Given that it’s the week of Valentine's Day, what better opportunity is there to discuss the riveting and nonconformist love lives of some of the most influential artists of the 20th century? Gustav Klimt and Egon Schiele's desperately passionate, expressionist work pushed the boundaries of art and depicted the human figure in radical ways.
Klimt, born in 1862 was an Austrian symbolist painter and lead member of the Vienna secession movement. The artist also had influence on Viennese expressionism, a movement spearheaded by his biggest devotee Egon Schiele. Schiele, born in 1890 and 28 years Klimt’s junior, was an Austrian figurative and expressionist painter. In 1907, Klimt became Egon’s mentor and they developed a close relationship.
Klimt is unique in that his art is omnipresent yet his personal life is nearly invisible. Much discussion around his life is speculative and drawn from his art and from rumour. What we do know is that he loved women. The artist once said, “I am less interested in myself as a subject for painting than I am in other people, above all women.” And with the exception of his early work, Klimt painted portraits only of women.
It remains a mystery whether or not his models were lovers and whether his companion, Emilie Flöge, a fashion designer that features in much of Klimt’s art, was a lover or a friend. It is thought he fathered 14 illegitimate children and (not surprisingly) had numerous lovers, including musician and femme fatale figure of the 20th Century, Alma Schindler.
Regardless of rumour, Klimt’s art speaks for itself. It expresses an intense and heartfelt connection between the artist and his models. Klimt's most iconic piece, ‘The Kiss’, currently held in the Belvedre in Vienna, manifests this connection and love exquisitely.
It depicts a couple locked in embrace, surrounded by a shower of gold. The male figure (thought to be Klimt) leans over the female figure, holding her face while placing a kiss on her cheek. The female submissively leans back and wraps her arms around him. She faces us with her eyes closed.
A sense of the spiritual is created through the shimmering gold abyss that forms the background. They are removed from the norm of everyday life and situated in the elevated moment of ‘The Kiss’. The divine is implied through the gold cloth placed over their heads, replicating a halo and paying homage to classic religious art.
The geometric patterns within the piece reflect the perfection of the romanticised moment. The gold cloth draped around the figures is adorned with patterns, erect rectangles on the male and soft round circles and flowers the female, alluding to sexuality. Klimt’s sumptuous fresco oozes luxury, love and transcendence.
Schiele differs to Klimt in that his life is as notorious, intriguing and famous as his art. Even from a young age Schiele’s life was controversial, with suggestions that he had an incestuous relationship with his younger sister. In 1912, he was arrested for allegedly seducing a minor.

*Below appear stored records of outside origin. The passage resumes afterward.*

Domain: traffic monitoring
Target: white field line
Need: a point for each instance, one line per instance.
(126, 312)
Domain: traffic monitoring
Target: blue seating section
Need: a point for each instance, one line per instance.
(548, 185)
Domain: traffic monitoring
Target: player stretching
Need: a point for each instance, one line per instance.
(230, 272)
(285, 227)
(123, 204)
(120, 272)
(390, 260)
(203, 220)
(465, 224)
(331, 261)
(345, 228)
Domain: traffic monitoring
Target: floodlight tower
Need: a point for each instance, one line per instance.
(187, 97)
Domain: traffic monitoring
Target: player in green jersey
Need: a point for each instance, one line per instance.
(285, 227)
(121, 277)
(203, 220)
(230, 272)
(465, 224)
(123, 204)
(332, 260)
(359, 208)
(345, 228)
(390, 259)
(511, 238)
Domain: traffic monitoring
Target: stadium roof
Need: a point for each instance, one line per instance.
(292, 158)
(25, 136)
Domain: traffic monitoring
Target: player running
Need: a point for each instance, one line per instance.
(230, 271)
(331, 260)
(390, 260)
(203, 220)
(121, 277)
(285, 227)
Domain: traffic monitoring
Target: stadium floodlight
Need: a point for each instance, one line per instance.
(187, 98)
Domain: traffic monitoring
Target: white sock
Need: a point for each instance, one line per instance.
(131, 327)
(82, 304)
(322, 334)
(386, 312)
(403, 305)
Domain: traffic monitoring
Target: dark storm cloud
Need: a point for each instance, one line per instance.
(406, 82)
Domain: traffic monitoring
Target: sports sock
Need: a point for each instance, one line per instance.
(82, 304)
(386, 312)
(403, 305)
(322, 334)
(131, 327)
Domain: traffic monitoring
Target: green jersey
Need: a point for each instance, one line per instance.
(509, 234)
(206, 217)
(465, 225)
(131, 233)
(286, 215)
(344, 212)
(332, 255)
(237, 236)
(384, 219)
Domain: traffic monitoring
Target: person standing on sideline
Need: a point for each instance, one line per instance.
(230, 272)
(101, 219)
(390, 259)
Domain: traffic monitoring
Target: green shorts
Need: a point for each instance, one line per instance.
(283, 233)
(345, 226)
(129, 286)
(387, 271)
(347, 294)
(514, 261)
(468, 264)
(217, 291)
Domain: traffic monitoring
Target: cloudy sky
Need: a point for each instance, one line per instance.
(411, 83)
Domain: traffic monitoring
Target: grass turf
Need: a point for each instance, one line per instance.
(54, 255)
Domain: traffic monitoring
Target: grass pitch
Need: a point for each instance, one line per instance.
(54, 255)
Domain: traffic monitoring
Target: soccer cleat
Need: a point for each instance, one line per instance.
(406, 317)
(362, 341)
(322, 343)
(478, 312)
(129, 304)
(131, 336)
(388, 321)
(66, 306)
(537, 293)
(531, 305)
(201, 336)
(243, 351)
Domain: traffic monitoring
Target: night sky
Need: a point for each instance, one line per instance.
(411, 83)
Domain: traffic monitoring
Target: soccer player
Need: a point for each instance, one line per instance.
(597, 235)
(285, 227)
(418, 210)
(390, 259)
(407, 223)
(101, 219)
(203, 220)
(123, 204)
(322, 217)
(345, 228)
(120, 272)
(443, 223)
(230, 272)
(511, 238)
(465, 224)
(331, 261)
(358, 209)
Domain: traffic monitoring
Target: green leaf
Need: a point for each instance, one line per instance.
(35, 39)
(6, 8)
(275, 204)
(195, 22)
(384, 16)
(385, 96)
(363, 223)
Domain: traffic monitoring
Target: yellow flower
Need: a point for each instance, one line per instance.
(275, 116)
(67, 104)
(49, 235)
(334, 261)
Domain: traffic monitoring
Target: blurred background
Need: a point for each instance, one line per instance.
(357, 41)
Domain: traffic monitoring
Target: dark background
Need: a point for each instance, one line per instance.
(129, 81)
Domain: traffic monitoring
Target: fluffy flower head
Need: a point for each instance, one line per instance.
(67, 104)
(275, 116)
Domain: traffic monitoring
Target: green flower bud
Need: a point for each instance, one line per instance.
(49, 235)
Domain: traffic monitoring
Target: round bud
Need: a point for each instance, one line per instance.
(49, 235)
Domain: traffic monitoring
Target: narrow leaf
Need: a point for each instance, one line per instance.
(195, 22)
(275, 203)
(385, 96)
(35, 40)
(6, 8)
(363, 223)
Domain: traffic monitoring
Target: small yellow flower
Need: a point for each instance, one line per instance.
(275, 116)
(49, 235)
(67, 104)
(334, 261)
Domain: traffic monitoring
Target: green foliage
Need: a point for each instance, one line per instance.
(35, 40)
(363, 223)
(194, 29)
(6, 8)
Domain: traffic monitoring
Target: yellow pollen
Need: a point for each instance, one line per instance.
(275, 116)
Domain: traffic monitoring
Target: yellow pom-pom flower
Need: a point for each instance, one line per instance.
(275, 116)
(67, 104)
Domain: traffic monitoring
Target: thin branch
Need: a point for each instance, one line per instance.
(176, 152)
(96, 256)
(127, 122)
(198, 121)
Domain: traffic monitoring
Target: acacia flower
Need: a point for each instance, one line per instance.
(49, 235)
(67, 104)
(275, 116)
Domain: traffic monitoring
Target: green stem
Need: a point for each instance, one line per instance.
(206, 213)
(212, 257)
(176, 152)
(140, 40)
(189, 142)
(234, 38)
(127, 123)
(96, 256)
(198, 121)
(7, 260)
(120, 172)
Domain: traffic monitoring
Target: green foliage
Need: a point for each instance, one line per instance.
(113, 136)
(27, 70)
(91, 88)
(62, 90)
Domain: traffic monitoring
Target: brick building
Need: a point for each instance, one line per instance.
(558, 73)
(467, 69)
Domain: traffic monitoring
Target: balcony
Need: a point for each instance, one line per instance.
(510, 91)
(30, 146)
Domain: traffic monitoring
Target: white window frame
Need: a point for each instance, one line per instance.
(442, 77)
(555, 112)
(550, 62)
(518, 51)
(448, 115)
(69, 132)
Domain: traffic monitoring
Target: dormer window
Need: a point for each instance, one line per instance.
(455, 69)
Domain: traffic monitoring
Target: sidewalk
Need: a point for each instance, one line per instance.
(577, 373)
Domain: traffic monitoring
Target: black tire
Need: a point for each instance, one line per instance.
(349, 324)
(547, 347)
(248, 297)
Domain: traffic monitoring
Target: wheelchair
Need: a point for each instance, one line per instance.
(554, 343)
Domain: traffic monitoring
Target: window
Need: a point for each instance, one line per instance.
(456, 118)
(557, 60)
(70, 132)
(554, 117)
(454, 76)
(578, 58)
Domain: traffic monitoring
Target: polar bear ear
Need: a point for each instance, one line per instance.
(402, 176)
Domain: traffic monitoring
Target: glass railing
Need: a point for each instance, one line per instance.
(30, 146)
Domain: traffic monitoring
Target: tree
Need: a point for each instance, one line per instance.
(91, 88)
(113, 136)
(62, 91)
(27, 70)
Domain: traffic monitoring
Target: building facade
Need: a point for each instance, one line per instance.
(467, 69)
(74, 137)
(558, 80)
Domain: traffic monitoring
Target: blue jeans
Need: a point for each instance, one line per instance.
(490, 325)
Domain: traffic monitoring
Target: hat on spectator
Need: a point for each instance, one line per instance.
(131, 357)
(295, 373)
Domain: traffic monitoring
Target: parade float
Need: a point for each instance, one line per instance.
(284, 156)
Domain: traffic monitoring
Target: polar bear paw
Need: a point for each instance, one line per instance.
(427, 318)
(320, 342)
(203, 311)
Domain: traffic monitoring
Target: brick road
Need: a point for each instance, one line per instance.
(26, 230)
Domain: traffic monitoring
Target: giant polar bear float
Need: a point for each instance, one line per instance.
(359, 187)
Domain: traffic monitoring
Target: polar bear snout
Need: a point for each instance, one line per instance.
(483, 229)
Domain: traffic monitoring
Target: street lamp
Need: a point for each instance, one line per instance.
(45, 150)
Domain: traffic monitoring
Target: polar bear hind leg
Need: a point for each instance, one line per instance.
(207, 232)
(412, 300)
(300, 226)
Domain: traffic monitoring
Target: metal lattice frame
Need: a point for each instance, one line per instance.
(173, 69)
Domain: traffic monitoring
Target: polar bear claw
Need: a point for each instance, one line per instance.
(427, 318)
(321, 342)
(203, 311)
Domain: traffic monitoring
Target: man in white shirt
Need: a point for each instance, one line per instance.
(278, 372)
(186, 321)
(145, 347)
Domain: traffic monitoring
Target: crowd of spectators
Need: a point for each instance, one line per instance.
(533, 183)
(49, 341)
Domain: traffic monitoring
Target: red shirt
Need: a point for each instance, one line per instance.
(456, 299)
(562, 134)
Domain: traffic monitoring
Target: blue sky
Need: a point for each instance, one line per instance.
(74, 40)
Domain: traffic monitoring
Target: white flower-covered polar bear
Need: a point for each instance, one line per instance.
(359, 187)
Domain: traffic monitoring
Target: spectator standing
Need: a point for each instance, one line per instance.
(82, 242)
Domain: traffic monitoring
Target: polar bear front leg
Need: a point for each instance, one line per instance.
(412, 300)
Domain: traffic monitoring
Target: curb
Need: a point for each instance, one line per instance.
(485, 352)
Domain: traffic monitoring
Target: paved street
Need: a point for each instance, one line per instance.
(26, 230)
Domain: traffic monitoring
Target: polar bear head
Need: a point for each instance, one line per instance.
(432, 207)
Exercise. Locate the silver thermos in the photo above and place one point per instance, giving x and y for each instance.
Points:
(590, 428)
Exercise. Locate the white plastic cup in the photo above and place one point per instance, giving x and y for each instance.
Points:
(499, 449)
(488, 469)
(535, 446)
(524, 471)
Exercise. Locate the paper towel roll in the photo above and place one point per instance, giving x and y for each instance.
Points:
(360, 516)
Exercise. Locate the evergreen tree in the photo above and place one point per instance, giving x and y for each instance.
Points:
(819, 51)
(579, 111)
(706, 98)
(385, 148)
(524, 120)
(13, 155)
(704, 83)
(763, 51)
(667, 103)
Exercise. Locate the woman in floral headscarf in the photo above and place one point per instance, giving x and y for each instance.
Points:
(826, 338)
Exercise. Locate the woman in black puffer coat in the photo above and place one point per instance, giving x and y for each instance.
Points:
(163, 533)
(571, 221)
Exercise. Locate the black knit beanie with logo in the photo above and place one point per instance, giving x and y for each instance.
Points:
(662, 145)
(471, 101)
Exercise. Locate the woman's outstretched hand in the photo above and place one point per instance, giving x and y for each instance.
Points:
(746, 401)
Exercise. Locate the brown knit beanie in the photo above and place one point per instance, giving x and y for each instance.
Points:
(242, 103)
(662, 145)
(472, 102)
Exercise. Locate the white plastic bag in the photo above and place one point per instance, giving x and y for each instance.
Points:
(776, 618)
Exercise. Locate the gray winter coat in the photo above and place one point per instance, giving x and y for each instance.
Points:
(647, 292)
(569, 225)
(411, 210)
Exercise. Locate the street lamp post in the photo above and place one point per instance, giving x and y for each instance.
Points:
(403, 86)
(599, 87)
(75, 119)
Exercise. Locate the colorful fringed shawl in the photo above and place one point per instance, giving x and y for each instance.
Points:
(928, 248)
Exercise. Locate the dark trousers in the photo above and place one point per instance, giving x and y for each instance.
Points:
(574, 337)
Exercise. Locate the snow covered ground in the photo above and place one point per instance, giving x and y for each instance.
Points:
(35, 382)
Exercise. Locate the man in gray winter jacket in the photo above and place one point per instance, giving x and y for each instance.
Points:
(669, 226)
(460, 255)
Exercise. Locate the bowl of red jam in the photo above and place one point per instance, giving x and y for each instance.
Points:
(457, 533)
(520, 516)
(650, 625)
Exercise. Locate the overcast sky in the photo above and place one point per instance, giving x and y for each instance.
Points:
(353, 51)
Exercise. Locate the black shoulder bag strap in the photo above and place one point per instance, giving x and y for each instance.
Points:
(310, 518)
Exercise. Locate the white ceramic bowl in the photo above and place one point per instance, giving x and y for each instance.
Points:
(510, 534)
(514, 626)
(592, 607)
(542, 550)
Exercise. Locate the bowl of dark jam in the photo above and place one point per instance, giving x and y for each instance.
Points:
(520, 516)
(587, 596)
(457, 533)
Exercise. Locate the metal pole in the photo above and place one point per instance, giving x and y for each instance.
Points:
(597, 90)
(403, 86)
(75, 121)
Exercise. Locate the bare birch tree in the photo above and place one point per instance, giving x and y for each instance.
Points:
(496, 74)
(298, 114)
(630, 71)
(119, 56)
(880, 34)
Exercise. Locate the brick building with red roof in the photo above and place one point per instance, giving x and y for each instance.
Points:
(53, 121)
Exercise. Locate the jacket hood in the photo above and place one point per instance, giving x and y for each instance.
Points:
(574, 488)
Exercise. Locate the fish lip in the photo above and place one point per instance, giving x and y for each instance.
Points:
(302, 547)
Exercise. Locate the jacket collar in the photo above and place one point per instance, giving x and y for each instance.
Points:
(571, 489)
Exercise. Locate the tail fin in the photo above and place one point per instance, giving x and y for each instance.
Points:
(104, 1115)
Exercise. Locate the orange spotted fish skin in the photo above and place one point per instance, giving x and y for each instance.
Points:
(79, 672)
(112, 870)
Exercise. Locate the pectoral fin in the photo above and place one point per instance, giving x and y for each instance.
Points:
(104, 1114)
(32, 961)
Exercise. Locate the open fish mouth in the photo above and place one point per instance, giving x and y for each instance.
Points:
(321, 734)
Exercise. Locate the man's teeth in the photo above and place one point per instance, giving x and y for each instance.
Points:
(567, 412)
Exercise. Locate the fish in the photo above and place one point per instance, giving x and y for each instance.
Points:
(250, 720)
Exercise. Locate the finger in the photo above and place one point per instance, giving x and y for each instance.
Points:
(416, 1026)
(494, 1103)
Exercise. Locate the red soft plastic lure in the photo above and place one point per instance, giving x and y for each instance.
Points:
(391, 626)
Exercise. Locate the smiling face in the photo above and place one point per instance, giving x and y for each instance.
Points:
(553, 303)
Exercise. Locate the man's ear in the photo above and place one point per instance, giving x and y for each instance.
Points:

During the court proceedings, it was his art that came under scrutiny. Much of his art depicted young girls in an unapologetically provocative way. It was considered pornographic - and the judge burnt one of his works.
In 1911, Schiele met the seventeen-year-old Walburga (Wally), who lived with him and served as a model for some of his most striking paintings. Wally and Schiele lived together for four years until he ruthlessly discarded her for a financially beneficial marriage. Out of this heartbreak a masterpiece was created. Schiele’s ‘Death and the Maiden’ is currently held in the Belvedere Museum in Vienna.
The piece nods to Klimt’s ‘The Kiss’, but the dramatic and tormented scene is in fact it’s antithesis. It depicts a couple cleaving onto one another, surrounded by a devastated wasteland. The male figure is a self portrait depicting death, Schiele’s grey face and black eyes hauntingly look out at us. Schiele, like Klimt loved women, however his primary subject and greatest interest was himself. He was a narcissist and obsessed with his own visceral experience of life.
Wally is depicted as very much alive and her pink dress brings a splash of colour to the piece. It has been suggested the contrast between them represents the collision of pre and post WWI Vienna. Schiele’s genius is his ability to express ugly and personal emotion while reflecting on the universal suffering of war.
Schiele created a lumpy, awkward and fragmented scene and in doing so acted as a catalyst for the modern art movement that rejects the ideal nude. Schiele and Klimt use the human form to express raw emotion, often through physical distortion. Both artists are early exponents of expressionism whose work was highly influenced by their lives and experiences of love.